Belum lagi isu bagasi berbayar pada penerbangan berbiaya rendah (LCC), yang ditengarai sebagai bentuk kenaikan tiket pesawat 'terselubung' (baca di sini https://www.cnnindonesia.com/ekonomi/20190111180643-92-360254/ylki-bagasi-berbayar-bentuk-kenaikan-harga-tiket-terselubung dan ini
https://www.liputan6.com/bisnis/read/3868905/ylki-bagasi-pesawat-berbayar-bentuk-inkonsistensi-lcc). Semoga segera ada tindak lanjut, agar tiket kembali murah dan free bagasi (gak kebayang pergi jauh2 tapi gak bisa bawa barang banyak plus oleh2 hehe...)

Kembali ke bukunya Pak Chappy di atas, yang mengulas semua hal terkait dunia penerbangan RI, mulai dari sejarahnya, pertumbuhannya, manajemen pelayanannya, daftar panjang insiden kecelakaan pesawat & catatan penyelidikannya, permasalahan manajemen penerbangan, sampai dengan 'punishment' berupa larangan terbang di wilayah Eropa terhadap maskapai-maskapai RI. Ya.. negara kita pernah terkena larangan terbang di Eropa, setelah otoritas penerbangan internasional menemukan banyak pelanggaran terhadap aturan keselamatan penerbangan internasional oleh negara kita. Dunia penerbangan kita dianggap 'tidak bisa' menyesuaikan diri dengan berbagai regulasi keselamatan terbang internasional.

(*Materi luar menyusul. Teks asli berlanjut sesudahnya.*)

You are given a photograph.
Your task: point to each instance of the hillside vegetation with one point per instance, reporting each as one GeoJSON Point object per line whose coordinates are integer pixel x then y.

Dalam buku tersebut juga diulas berbagai solusi, berupa masukan2 dan tindakan2 nyata yang telah coba dilakukan untuk mengatasi 'carut marutnya' dunia penerbangan nasional. Mulai dari men-deregulasi perizinan pendirian maskapai penerbangan, sampai membentuk satgas EKKT (Evaluasi Keselamatan & Keamanan Tranportasi) di masa pemerintahan Presiden SBY. Timnas EKKT yg diketuai oleh sang penulis buku tersebut, dibentuk berdasar SK Pres RI No. 3 Tahun 2007, dan bertanggung jawab langsung kepada Presiden. Berikut poin-poin garis besar hasil evaluasi Timnas EKKT :

  • penyebab dari berulangnya kecelakaan pesawat antara lain karena tidak ditangani secara serius dan proses penyelidikan yang tidak tuntas, sehingga akar permasalahan tidak pernah terungkap.
  • aspek aviation safety yang cenderung sering diabaikan oleh sebagian besar maskapai atau operator penerbangan.
  • kebiasaan sebagian pilot yg cenderung mengandalkan mekanisme pengendalian otomatis pesawat (autopilot), ternyata dapat menurunkan basic pilot flying skills, yg ditengarai sebagai salah satu penyebab kecelakaan pesawat (hal ini juga sudah diteliti secara serius di Iowa University yang dibiayai oleh NASA)
  • kurang tegasnya pihak regulator penerbangan (kemenhub dan yg terkait) dalam menindaklanjuti pelanggaran2 yg terjadi.
  • kurangnya SDM terutama tenaga pengawas atau inspektor yang kompeten di bidang pengawasan dunia penerbangan.
  • disiplin yang rendah di kedua belah pihak (operator & regulator penerbangan).
  • kondisi sarpras infrastruktur penerbangan yg sudah kadaluwarsa
  • manajemen Air Traffic Control (ATC) yang 'buruk'.
  • kesenjangan yg terjadi antara pertumbuhan penumpang yg begitu pesat dengan ketersediaan SDM (termasuk pilot) dan kesiapan infrastruktur penerbangan (termasuk kelayakan bandara)
Dan berikut saran & rekomendasi yang disampaikan oleh timnas EKKT tersebut :
  • segera dilakukan pembenahan menyeluruh secara mendesak dan terintegrasi, termasuk 'merampingkan' jumlah maskapai penerbangan yg terlalu banyak.
  • disusun ulang alur renstra  dan jangka panjang menyangkut sistem transportasi nasional yg komprehensif.
  • penegakan aturan dan regulasi yg berlanjut dengan law enforcement yg mengandung efek jera.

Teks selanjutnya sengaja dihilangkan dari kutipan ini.